Under what conditions on $r_n$ will there exist a probability measure $p_{n-1}$ on $(\mathcal X^{n-1}, \otimes_{i=1}^{n-1} \mathcal F)$ (with $\otimes_{i=1}^{n-1} \mathcal F$ denoting the product $\sigma$-algebra) such that, for the resulting "semidirect product" measure $p_n$ that measure is exchangeable, i.e.: $$ p_n(A_1\times\dots\times A_n)=p(A_{\pi(1)}\times\dots\times A_{\pi(n)}) $$ for all permutations of $n$ elements $\pi: [n] \to [n]$.

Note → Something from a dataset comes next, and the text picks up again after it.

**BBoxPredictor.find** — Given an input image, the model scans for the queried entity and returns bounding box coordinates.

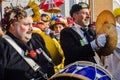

Here, the semidirect product measure $p_n$ is defined as the unique measure satisfying: $$ p_n(A_1\times \dots \times A_n)=\int_{A_1\times \dots\times A_{n-1}} r(A_n|x^{(n-1)})p_{n-1}(dx^{(n-1)}) $$ with $x^{(n-1)}$ denoting a sequence element of $\mathcal X^{n-1}$.
Under what conditions will such a measure $p_{n-1}$ be unique?
Two notes:
- An intuitive idea might be that a sufficient condition is that $x_1, \dots, x_{n-1} \mapsto r_n(A| x_1, \dots, x_{n-1})$ be permutation invariant. However, one can come up with a simple counter-example on a finite space for $n=2$ showing that this is not the case.
- Is it even a necessary condition that $p_{n-1}$ must itself be exchangeable?